城周辺の地図更には、本物の内城を訪れる前に是非、志布志市埋蔵文化財センターに行って、内城のすばらしい模型を見ていただきたいです。これは縦約2m、横幅約1.25mの200分の1スケールで、模型としてはかなり大きく、しかし大変精密にも作られています。この模型を見ることで、城の空堀がどんなに深く垂直に掘られ、多くの曲輪にどのように建物や柵が建てられていたのか事前学習することができます。また、大手道や搦手道の場所を模型でチェックしておけば、現地に行ったときにこれらのルートがどのように機能していたのか理解が深まるでしょう。
威圧感のある矢倉場を通って大手道へ
内城跡は、志布志小学校の裏手の山の上にあります。城跡へ車で来られた場合には、小学校のとなりにあるビジター向け駐車場に車を停めることができます。駐車場からは、城跡の大手道に行きたいのなら駐車場前の道をまっすぐに進み、そうでなく手前の小学校前の交差点を左に曲がれば、搦手道の方に行きます。大手道に向かう場合には、道標の通り、小学校と古い家屋の間のとても狭い道を進みます。

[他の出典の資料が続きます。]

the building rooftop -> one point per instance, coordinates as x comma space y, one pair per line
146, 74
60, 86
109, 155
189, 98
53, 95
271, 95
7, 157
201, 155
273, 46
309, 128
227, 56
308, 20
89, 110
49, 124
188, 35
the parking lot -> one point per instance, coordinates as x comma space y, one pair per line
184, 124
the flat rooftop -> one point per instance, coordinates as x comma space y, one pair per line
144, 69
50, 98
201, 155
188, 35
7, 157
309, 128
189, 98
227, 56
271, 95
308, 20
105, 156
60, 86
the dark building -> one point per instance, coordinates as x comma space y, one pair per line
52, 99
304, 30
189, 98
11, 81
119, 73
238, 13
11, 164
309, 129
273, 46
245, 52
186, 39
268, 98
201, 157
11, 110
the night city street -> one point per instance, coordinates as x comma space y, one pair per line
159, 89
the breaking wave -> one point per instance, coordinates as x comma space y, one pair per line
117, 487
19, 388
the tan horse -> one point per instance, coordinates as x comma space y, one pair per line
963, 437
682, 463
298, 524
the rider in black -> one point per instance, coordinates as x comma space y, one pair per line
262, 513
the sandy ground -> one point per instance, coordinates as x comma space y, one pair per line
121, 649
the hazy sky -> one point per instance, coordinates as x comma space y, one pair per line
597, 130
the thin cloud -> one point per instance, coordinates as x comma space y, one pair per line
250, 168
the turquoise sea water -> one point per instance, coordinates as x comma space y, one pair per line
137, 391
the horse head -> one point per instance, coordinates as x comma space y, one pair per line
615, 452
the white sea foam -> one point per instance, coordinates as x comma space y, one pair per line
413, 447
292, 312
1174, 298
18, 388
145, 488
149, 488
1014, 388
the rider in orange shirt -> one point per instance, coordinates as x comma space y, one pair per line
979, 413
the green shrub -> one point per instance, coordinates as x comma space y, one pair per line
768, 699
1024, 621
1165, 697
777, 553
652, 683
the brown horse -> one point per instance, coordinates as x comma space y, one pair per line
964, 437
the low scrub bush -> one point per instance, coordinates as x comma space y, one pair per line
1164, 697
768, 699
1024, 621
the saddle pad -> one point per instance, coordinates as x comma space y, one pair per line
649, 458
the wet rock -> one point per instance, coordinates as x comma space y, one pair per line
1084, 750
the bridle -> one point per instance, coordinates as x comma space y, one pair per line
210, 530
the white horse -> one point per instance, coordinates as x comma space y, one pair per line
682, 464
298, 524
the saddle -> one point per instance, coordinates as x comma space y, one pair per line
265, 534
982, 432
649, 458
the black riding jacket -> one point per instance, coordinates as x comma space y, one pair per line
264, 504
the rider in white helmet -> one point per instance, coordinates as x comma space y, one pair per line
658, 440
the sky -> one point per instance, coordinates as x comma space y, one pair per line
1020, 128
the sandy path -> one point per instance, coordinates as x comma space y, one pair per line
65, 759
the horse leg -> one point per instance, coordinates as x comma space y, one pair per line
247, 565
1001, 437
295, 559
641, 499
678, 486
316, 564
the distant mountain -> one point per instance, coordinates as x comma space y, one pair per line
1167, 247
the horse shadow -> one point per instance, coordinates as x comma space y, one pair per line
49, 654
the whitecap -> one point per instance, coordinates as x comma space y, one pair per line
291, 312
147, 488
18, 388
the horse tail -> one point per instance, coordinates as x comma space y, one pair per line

城跡には6つの主要な曲輪と多くの小曲輪があり、大手道入口に着く前に、最初の主要曲輪である矢倉場(やぐらば)の急崖が右側に立ちはだかります。現在のビジターでさえ何か恐怖を感じるほどです。過去にこの城に攻め込んだ敵は尚更のことだったでしょう。
内城周辺の地図、赤破線が駐車場から大手道までのルート、青波線が搦手道までのルート堀底を通る大手道
大手道は城の中心部分に向かって、深い空堀の底のジグザグの道を辿っていきます。この道は常にいくつもの高い位置にある曲輪に囲まれていて、守備兵がそこから敵を攻撃できるようになっていました。全ての曲輪が似たような垂直の崖と、虎口と呼ばれる防御力のある入口によって固められています。よって、それぞれの曲輪に到着するにもとても急で不安定なジグザグ道を登って行く必要があります。もし道を外れてしまった場合には、茂みに覆われた荒れた坂と火山灰による崩れやすい土にはまり込んでしまうでしょう。これらの構造物は全て、自然のシラス台地を加工して、人工的に作られたものなのです。
志布志港が見える本丸
空堀の中をしばらく歩いた後は、左側にある本丸の中に入っていくことができます。本丸は二段構成になっていて、今では建物はなく広場になっていますが、他の曲輪と同じように土塁に囲まれています。手前の低い方の段は、物見として使われていたようで、高い櫓が立っていたと考えられています。実際そこからは、さんふらわあ号が停泊している志布志港が見えます。過去には、城と志布志港での貿易が相互に関連していたという間接的な証拠とも言えるでしょう。
上段の方は、城では一番高い場所で、居館のような大きな建物がありました。城主が、戦が起こったり他の必要な場合に、ここを使ったのかもしれません。曲輪の奥の方に、小さな祠だけがあります。その背後には巨大な空堀が控えています。